Bay Area biotech firm once worth more than $4B lays off 30% of staff
Briefly

ALX Oncology, a Bay Area biotech firm, announced a 30% staff reduction to reallocate resources for important clinical trials for its lead cancer therapy, evorpacept. CEO Jason Lettmann called the layoffs challenging, aimed primarily at preclinical research functions. The company expects this move to extend its financial runway into Q4 of 2026 despite previously accruing a significant deficit. The biotech sector is currently facing turmoil, with many firms reducing staff as stock values plummet. ALX's ongoing commitment to developing evorpacept shows its focus on addressing cancer treatment challenges.

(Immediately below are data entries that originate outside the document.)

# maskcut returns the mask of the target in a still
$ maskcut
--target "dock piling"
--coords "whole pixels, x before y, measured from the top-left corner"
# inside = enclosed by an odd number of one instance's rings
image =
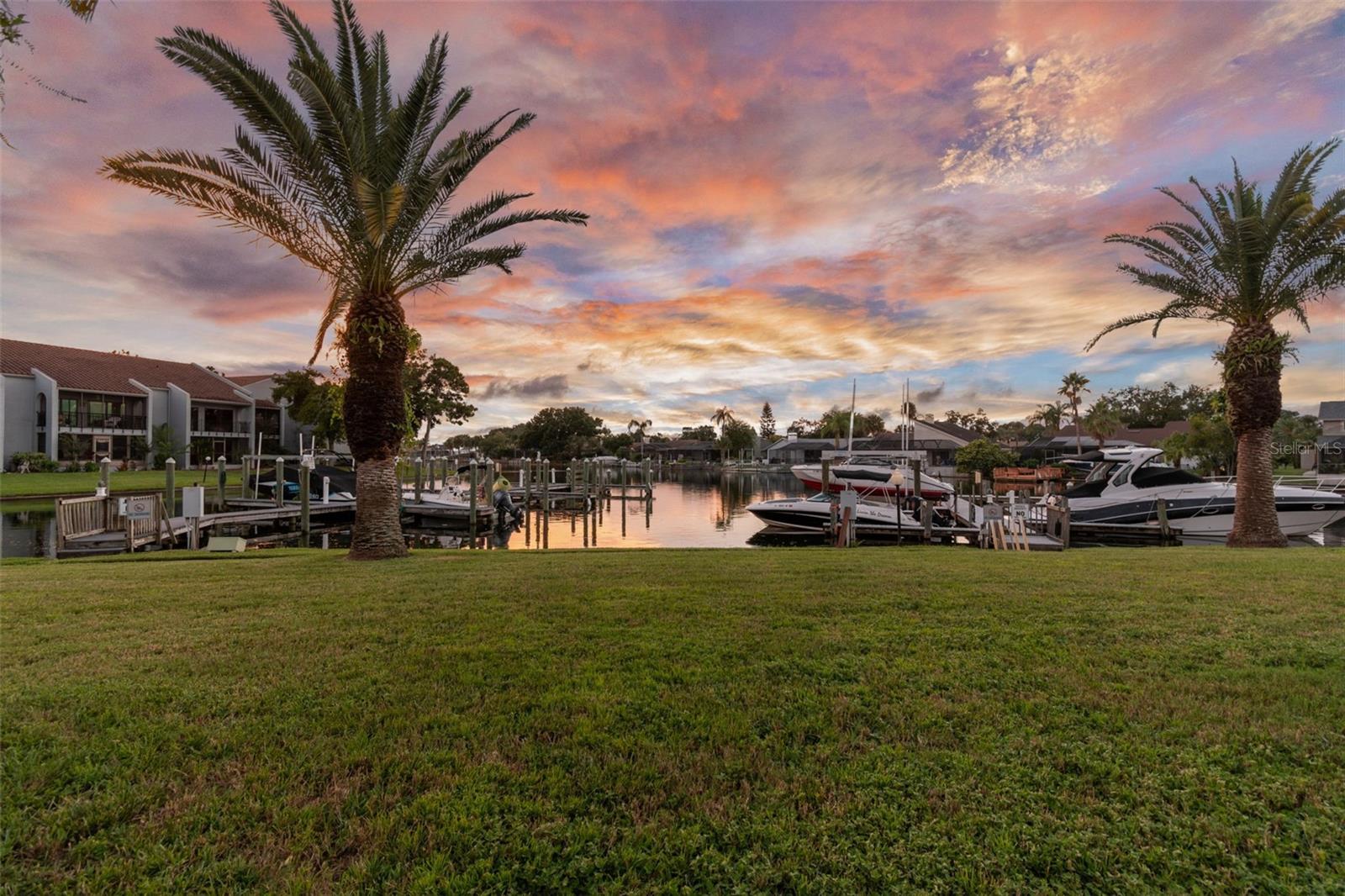
[[[309,519],[308,519],[308,478],[312,471],[308,464],[299,467],[299,530],[304,533],[304,548],[308,548]]]
[[[467,499],[468,505],[467,537],[469,538],[468,548],[476,548],[476,460],[475,459],[467,465],[467,482],[472,488],[472,492]]]
[[[219,455],[215,457],[215,510],[219,513],[225,511],[225,483],[229,482],[229,474],[225,472],[225,456]]]
[[[551,461],[542,461],[542,548],[551,541]]]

ALX Oncology announced it is laying off about 30% of its staff to reallocate resources towards breast and colorectal cancer trials, extending its cash runway.
CEO Jason Lettmann described the layoffs as a "difficult decision,” indicating the necessity of cuts to bolster funding for their leading cancer therapy.
The layoffs are part of a strategy to extend ALX's financial runway into Q4 of 2026, highlighting the financial urgency despite ongoing research efforts.
Despite its challenges, ALX's lead candidate, evorpacept, is positioned as a potential breakthrough in treating cancer by blocking cell signals that inhibit the immune response.